Corgi US37603 RAF Westland Wessex HC.2 Helicopter - No. 72 Squadron, Odiham, Hamphire, 1970 (1:72 Scale)
"Obsolete weapons do not deter."
- British Prime Minister Margaret Thatcher
The Westland Wessex is a turbine-powered version of the Sikorsky S-58 "Choctaw", developed under license by Westland Aircraft, initially for the Royal Navy, but later for the Royal Air Force (RAF). The Wessex was built at Westland's factory at Yeovil in Somerset. The name Wessex had also been used for a fixed wing light transport of 1930, a modification of the Westland IV.
The first Wessex, a HAS.1 flew in 1958, and they entered anti-submarine duties in 1961 with the Royal Navy.
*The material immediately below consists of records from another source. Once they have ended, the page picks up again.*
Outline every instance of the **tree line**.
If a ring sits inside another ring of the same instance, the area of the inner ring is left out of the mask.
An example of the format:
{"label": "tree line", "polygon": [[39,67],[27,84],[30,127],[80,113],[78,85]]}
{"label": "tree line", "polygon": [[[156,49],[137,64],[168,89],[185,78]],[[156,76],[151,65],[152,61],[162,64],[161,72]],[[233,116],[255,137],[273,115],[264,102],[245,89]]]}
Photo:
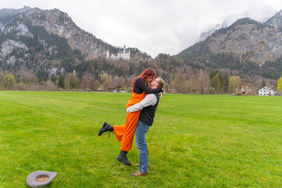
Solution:
{"label": "tree line", "polygon": [[[71,72],[65,75],[60,74],[57,78],[53,77],[48,79],[42,77],[37,78],[35,75],[29,73],[15,77],[2,71],[0,72],[0,89],[106,92],[113,91],[113,90],[125,90],[131,92],[133,89],[132,81],[135,76],[135,74],[127,77],[113,76],[104,73],[97,77],[95,75],[85,73],[78,78],[75,73]],[[163,89],[167,93],[235,94],[241,91],[243,84],[254,89],[253,81],[250,77],[243,81],[238,76],[231,76],[227,72],[223,74],[218,70],[212,71],[209,75],[200,69],[189,77],[185,74],[181,75],[178,72],[171,73],[164,80],[166,84]],[[282,90],[282,77],[277,83],[277,89]],[[271,86],[270,83],[266,83],[263,80],[261,85],[257,88],[267,85]],[[252,93],[256,94],[253,91]]]}

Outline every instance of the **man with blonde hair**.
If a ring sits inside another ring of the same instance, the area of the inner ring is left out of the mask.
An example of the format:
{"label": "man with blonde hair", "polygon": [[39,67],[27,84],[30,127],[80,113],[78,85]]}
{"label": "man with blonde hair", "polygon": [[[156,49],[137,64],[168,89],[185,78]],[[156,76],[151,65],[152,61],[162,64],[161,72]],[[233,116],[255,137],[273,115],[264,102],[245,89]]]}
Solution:
{"label": "man with blonde hair", "polygon": [[[162,88],[164,82],[160,77],[154,79],[150,83],[151,89]],[[146,142],[146,133],[149,128],[153,125],[155,113],[157,110],[160,96],[158,93],[147,95],[140,103],[129,107],[126,110],[127,113],[141,110],[137,125],[135,129],[136,147],[139,152],[139,170],[131,174],[132,176],[139,176],[147,175],[149,166],[148,152]]]}

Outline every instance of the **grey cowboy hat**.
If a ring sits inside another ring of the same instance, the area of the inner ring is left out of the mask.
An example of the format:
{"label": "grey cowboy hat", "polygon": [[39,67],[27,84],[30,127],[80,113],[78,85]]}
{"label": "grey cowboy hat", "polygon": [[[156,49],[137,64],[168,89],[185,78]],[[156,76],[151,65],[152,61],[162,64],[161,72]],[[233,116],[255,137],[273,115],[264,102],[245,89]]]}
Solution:
{"label": "grey cowboy hat", "polygon": [[38,170],[29,174],[26,177],[26,183],[32,187],[43,187],[50,182],[57,172]]}

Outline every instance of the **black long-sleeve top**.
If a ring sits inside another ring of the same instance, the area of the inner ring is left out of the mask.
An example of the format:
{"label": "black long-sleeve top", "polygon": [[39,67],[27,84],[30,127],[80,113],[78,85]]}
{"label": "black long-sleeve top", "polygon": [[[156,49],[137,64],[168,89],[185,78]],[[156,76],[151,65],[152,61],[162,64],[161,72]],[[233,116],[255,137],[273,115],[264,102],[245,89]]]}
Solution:
{"label": "black long-sleeve top", "polygon": [[150,89],[148,86],[143,78],[139,78],[135,80],[134,93],[137,94],[141,94],[145,91],[147,94],[151,94],[160,92],[164,92],[163,90],[160,88]]}

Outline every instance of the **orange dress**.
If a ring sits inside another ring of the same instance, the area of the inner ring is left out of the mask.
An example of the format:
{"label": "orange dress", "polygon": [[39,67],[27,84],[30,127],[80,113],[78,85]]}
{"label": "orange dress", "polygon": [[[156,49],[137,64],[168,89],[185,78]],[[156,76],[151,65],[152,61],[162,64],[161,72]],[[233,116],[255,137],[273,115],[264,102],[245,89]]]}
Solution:
{"label": "orange dress", "polygon": [[[135,93],[133,89],[131,98],[129,99],[126,105],[126,108],[141,102],[147,95],[145,91],[141,94]],[[127,151],[131,149],[135,129],[141,112],[141,110],[139,110],[136,112],[127,113],[125,125],[114,125],[114,131],[115,136],[119,142],[121,141],[120,149],[122,150]]]}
Royal Navy's Fleet Air Arm anti-submarine examples (HAS Mk.1, HAS Mk.3) used the Napier Gazelle engine, a turboprop engine developed into a turboshaft. This made the Wessex the first helicopter to have a free-power turbine, where the power shaft is not physically connected to the compressor shaft.
The design was adapted in the early 1960s for the RAF, and later Royal Marines, to become a general-purpose helicopter capable of troop-carrying, air ambulance and ground support roles. In contrast with the HAS.1, it used twin Bristol Siddeley Gnome engines (not a free-power turbine). These marks (HC Mk.2, HCC Mk.4, HU Mk.5) had a single large exhaust on each side of the nose, the Gazelle-powered examples having a pair of smaller exhausts on either side.